Bourbon barrel tax: House Bill 5, from House Appropriations & Revenue Chair Jason Petrie, R-Elkton, seeks to phase out the tax on ‘stored spirits’ — hence the ‘bourbon barrel tax’ nickname — by 2039 in the hopes of keeping the booming industry in Kentucky. The House passed the bill 58-41, with divisions taking place within the Democratic and Republican caucuses and many lawmakers from bourbon-producing counties opposing the measure. The bill has two readings in the Senate.

Sports betting: House Bill 551, from Rep. Michael Meredith, R-Oakland, would legalize sports betting in Kentucky, imposing a tax that’s estimated to bring in around $23 million in annual revenue to the commonwealth. The bill has passed in the House and from a Senate committee, but the full Senate has yet to vote. It has two of the three needed readings in the Senate, but Majority Floor Leader Damon Thayer, R-Georgetown, said there’s “a pretty tall mountain we still have to climb,” before final passage is attained.

KET board appointees: Senate Bill 104 would remove all governor-appointed members of the board that oversees Kentucky Educational Television and make all new governor appointments subject to Senate approval. Sen. Stephen Meredith, R-Leitchfield, put forth the bill after learning that Beshear had appointed both Crystal Staley, the governor’s communications director, and Leah Adkins, the wife of top Beshear advisor and former House Democratic leader Rocky Adkins. The bill passed the Senate earlier this month and has two readings in the House, so it could get final passage after the veto recess.

Teacher misconduct: House Bill 288 would make it more difficult for teachers who have been accused of prior sexual misconduct to move from one school district to another.
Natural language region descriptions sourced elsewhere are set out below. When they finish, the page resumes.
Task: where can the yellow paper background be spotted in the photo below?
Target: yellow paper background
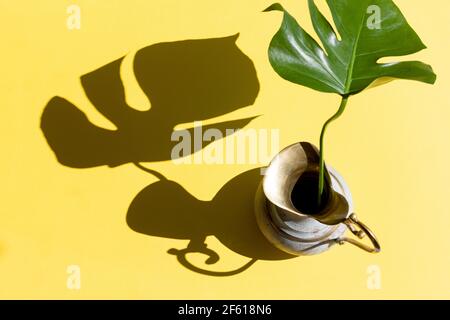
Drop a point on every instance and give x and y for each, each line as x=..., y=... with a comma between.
x=391, y=145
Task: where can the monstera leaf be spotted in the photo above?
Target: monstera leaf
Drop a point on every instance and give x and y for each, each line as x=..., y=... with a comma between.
x=368, y=30
x=346, y=64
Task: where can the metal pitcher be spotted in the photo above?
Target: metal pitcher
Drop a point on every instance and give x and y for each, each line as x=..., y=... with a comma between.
x=303, y=233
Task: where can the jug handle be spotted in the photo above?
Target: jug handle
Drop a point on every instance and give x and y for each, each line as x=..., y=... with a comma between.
x=353, y=224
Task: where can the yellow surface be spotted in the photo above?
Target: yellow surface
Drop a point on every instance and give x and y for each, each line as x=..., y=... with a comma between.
x=391, y=145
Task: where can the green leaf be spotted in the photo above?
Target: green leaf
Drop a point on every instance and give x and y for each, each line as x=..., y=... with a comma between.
x=347, y=64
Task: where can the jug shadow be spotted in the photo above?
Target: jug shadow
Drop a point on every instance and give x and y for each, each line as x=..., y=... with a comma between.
x=166, y=209
x=185, y=81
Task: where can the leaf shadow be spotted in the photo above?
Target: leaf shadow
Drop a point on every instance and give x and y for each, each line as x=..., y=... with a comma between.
x=185, y=81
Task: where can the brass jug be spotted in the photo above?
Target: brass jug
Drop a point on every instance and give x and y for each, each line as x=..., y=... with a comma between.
x=302, y=233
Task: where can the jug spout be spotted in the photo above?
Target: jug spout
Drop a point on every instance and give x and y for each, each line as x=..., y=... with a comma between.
x=290, y=183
It unanimously passed the House in early March and has received two of the three needed reads in the Senate, but has not yet received a vote in the full chamber.

What bills are likely dead?

The first rule of the Kentucky General Assembly is never say a measure is dead until the legislature has adjourned sine die, but with just two days left in a 30-day session, chances are the following bills aren’t going anywhere.

Campus concealed carry: House Bill 542 from Rep. Savannah Maddox, R-Dry Ridge, would have allowed many students to carry concealed guns on college and university campuses, had it become law. But despite passing out of committee and being in the orders of the day for a few days, Maddox said the bill was dead and asked her supporters to consider “why it is that a 2nd Amendment bill failed to have the votes within the House Majority Caucus.”

Abortion bills: Republican and Democratic lawmakers alike filed a total of five bills concerning abortion this legislative session, but none made it even as far as a committee hearing. Among the dead legislation was a bill that would criminalize abortion as murder, a proposed constitutional amendment similar to what voters rejected in November and added exceptions for rape, incest and fetal abnormalities.